Часть 2. Немой укор
Утро началось не с будильника, а с тишины. Она была какая-то вязкая, густая, как кисель, который бабушка варила в детстве. Обычно из кухни доносилось бряканье кастрюль — мама всегда вставала в шесть, даже в выходные. А тут — тихо. Я лежал и смотрел в белый потолок, на котором от фонаря за окном дрожала еле заметная полоска света. Где-то за стеной сосед завел машину, и этот звук показался чужим, неуместным. Дома было так тихо, что звенело в ушах.
Я не спал почти всю ночь. Ворочался, слушал, как в комнате родителей скрипит кровать — мама тоже не спала. Я слышал, как она вздыхает. Так вздыхают люди, когда внутри что-то сломалось и уже не болит, а просто ноет, как старая травма к дождю. Отец, по-моему, вообще не ложился. Я слышал, как хлопнула дверца шкафа в его кабинете около трех ночи, а потом — звук льющейся воды на кухне. И снова тишина. Такая, что хотелось закричать, лишь бы разбить ее.
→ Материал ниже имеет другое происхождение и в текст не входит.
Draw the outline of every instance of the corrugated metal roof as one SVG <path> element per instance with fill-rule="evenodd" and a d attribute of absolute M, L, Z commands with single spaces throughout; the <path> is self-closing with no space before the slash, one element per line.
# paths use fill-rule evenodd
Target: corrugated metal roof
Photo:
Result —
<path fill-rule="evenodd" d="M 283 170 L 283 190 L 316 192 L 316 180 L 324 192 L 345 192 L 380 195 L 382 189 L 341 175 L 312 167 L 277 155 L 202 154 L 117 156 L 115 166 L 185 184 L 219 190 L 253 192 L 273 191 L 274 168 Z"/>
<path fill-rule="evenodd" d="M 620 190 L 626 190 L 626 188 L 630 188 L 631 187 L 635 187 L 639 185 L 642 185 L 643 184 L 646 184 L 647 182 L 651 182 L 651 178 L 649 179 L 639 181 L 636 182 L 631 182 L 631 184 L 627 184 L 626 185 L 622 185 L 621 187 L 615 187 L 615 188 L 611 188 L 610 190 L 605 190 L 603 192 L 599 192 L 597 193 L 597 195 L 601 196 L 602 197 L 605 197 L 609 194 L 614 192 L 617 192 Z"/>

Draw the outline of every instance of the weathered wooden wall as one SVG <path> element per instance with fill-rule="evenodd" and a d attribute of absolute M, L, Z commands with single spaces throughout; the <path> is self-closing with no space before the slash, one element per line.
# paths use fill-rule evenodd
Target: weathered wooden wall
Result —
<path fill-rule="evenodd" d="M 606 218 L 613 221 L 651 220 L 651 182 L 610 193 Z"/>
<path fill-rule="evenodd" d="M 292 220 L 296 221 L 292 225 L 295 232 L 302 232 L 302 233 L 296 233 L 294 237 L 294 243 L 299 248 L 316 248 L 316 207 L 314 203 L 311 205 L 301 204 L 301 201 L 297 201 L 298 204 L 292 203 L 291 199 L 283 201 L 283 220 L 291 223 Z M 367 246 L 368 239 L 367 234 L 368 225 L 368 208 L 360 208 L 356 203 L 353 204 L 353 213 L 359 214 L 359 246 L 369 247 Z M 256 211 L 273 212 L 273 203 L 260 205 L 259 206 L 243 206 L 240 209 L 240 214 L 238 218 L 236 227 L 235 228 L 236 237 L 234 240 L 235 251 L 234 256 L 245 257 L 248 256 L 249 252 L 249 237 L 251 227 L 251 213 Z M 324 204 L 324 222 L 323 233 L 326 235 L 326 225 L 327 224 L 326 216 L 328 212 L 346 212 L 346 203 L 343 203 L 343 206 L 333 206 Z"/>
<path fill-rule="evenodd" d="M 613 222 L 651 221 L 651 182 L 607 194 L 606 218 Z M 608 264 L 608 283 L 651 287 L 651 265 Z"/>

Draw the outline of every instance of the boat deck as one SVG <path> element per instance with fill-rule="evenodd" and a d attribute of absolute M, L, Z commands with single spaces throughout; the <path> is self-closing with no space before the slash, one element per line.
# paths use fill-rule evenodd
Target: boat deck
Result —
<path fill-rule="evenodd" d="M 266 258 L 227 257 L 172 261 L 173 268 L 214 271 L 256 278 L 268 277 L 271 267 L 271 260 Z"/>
В комнате было душно. Я скинул одеяло, сел на край дивана. В зеркале напротив — помятая физиономия, волосы дыбом, круги под глазами. Словно это не я, а какой-то тридцатилетний мужик после тяжелой смены, которому вчера сообщили, что завод закрывают. Под ложечкой сосало, но идти на кухню не хотелось. Там сейчас все и случится. Или, наоборот, ничего не случится, и от этого еще хуже.
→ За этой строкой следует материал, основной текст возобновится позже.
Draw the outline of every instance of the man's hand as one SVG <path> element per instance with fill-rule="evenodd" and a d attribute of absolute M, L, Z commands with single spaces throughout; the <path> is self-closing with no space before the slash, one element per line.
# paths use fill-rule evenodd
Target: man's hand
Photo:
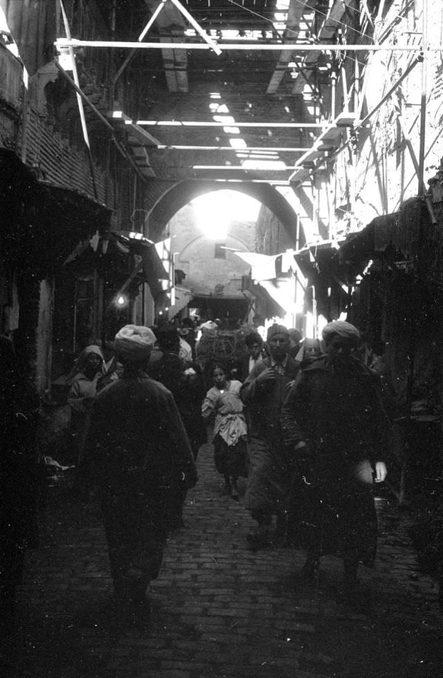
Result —
<path fill-rule="evenodd" d="M 266 367 L 257 377 L 257 384 L 267 383 L 270 381 L 275 381 L 275 370 L 273 367 Z"/>

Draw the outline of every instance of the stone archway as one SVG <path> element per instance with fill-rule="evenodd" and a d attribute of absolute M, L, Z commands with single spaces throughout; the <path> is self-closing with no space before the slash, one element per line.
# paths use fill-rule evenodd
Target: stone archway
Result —
<path fill-rule="evenodd" d="M 209 180 L 183 180 L 166 190 L 147 212 L 145 219 L 146 234 L 152 240 L 161 239 L 165 227 L 174 215 L 192 199 L 215 191 L 229 189 L 245 193 L 264 205 L 282 224 L 289 241 L 295 245 L 298 215 L 286 198 L 269 184 L 225 183 Z M 301 234 L 299 245 L 306 241 Z"/>

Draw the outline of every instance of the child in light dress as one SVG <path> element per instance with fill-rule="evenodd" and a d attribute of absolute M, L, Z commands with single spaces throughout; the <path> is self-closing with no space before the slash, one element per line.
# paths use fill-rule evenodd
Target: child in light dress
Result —
<path fill-rule="evenodd" d="M 237 480 L 246 476 L 246 422 L 239 392 L 241 381 L 230 379 L 222 363 L 215 363 L 211 371 L 214 385 L 201 406 L 206 421 L 214 419 L 214 461 L 225 481 L 224 493 L 238 499 Z"/>

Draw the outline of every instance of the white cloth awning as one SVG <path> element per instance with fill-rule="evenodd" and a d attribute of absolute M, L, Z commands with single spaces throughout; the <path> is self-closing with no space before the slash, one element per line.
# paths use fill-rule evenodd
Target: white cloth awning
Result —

Я натянул старые треники, те, с вытянутыми коленками, и вышел в коридор. Пахло табаком. Отец курил на балконе. В доме он никогда не курил — мама ненавидела запах. Но сейчас, видимо, уже нечего было терять. Пепельница на подоконнике была полна окурков, и я заметил, что он тушил их как-то не так — сминал с ожесточением, будто эти бычки были в чем-то виноваты.
Мама стояла у окна на кухне. В халате, в том самом, персиковом, застиранном до белых катышков. Она смотрела на улицу, на серые ветки деревьев, которые качал ветер. На столе — нераспечатанная пачка масла, хлеб уже успел заветриться краями. Она, видно, начала накрывать завтрак и остановилась на полпути.
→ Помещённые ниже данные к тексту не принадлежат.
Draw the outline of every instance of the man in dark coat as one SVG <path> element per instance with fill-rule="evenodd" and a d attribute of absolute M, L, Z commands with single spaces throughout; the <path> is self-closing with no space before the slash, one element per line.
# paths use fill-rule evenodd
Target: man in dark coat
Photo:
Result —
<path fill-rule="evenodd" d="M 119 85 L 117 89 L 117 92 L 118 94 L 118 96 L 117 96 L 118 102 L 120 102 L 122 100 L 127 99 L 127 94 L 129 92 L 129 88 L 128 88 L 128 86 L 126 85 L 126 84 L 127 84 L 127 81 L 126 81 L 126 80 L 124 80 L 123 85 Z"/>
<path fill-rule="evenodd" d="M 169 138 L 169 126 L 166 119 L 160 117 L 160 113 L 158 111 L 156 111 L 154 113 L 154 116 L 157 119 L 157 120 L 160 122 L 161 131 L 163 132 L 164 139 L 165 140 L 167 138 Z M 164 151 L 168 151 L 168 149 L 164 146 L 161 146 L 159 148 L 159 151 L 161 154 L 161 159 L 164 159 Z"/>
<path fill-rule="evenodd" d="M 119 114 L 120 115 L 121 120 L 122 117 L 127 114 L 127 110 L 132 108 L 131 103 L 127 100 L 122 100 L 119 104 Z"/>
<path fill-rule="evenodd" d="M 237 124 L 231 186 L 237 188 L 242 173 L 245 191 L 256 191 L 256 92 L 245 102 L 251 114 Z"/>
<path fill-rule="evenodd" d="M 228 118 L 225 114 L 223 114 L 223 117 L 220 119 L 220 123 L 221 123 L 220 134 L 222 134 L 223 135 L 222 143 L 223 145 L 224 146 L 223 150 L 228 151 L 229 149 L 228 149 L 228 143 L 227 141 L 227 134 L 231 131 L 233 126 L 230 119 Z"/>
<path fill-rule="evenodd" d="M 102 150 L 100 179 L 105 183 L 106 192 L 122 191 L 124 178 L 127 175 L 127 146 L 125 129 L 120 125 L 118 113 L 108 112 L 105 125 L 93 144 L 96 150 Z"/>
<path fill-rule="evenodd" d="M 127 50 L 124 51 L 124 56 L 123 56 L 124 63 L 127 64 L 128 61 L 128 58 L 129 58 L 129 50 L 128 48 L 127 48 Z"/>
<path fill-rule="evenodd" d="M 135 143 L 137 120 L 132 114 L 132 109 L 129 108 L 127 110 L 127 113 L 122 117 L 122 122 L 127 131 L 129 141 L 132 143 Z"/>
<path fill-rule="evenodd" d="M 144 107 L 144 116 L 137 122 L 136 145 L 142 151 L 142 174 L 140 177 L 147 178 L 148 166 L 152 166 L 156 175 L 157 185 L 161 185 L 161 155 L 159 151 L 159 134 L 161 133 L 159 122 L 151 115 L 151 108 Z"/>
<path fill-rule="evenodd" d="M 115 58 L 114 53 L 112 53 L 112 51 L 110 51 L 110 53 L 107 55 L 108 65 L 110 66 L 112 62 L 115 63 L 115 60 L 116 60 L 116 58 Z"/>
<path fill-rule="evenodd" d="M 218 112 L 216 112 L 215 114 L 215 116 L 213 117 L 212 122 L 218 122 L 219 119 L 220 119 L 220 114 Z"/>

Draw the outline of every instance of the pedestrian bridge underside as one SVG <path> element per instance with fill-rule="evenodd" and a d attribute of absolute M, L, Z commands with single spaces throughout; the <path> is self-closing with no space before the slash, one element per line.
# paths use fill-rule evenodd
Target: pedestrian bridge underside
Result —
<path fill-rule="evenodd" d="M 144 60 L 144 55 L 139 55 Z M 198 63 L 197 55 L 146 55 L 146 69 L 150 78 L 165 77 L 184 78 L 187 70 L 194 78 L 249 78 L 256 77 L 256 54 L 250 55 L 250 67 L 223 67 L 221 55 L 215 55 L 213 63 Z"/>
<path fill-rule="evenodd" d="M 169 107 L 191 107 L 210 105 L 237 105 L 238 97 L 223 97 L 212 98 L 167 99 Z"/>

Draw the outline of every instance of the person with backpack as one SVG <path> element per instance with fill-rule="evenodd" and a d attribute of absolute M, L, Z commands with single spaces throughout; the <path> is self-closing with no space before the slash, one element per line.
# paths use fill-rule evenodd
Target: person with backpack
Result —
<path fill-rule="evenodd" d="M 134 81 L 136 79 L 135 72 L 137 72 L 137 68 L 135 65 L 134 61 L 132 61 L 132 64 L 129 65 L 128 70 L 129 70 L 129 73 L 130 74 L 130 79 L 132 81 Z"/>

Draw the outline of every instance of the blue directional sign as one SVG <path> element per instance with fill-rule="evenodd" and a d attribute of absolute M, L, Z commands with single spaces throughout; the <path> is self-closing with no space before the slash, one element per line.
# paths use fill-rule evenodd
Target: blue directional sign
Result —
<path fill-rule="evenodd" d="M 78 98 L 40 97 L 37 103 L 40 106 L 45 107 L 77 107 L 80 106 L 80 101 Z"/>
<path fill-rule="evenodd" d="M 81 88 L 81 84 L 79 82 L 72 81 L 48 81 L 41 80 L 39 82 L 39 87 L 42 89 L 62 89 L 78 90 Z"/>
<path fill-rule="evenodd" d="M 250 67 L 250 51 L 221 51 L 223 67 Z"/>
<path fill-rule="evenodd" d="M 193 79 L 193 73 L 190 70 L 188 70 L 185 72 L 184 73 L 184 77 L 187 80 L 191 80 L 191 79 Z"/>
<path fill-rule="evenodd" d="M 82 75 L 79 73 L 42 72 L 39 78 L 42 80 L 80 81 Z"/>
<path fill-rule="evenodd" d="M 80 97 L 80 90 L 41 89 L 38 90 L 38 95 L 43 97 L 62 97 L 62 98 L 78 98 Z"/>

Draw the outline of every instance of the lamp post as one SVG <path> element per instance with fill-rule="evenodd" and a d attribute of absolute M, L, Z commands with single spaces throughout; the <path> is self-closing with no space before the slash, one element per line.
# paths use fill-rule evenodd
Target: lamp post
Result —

Я прошел босиком по холодному линолеуму и остановился у стола. Мама не обернулась.
— Кофе будешь? — спросил я, просто чтобы что-то сказать. Горло пересохло, голос прозвучал хрипло, как после ангины.
Она медленно качнула головой.
— Не хочу.
Снова тишина. Только часы на стене тикают, отсчитывая секунды, как капельница в больничной палате. Я взял чайник, налил в него воды из-под крана, щелкнул кнопкой. Звук закипающей воды был почти оглушительным.
Отец вошел с балкона. Он был в той же рубашке, что и вчера, только рукав на локте помялся. Остановился в дверях кухни, не переступая порог. Смотрел на мамину спину. Молчал.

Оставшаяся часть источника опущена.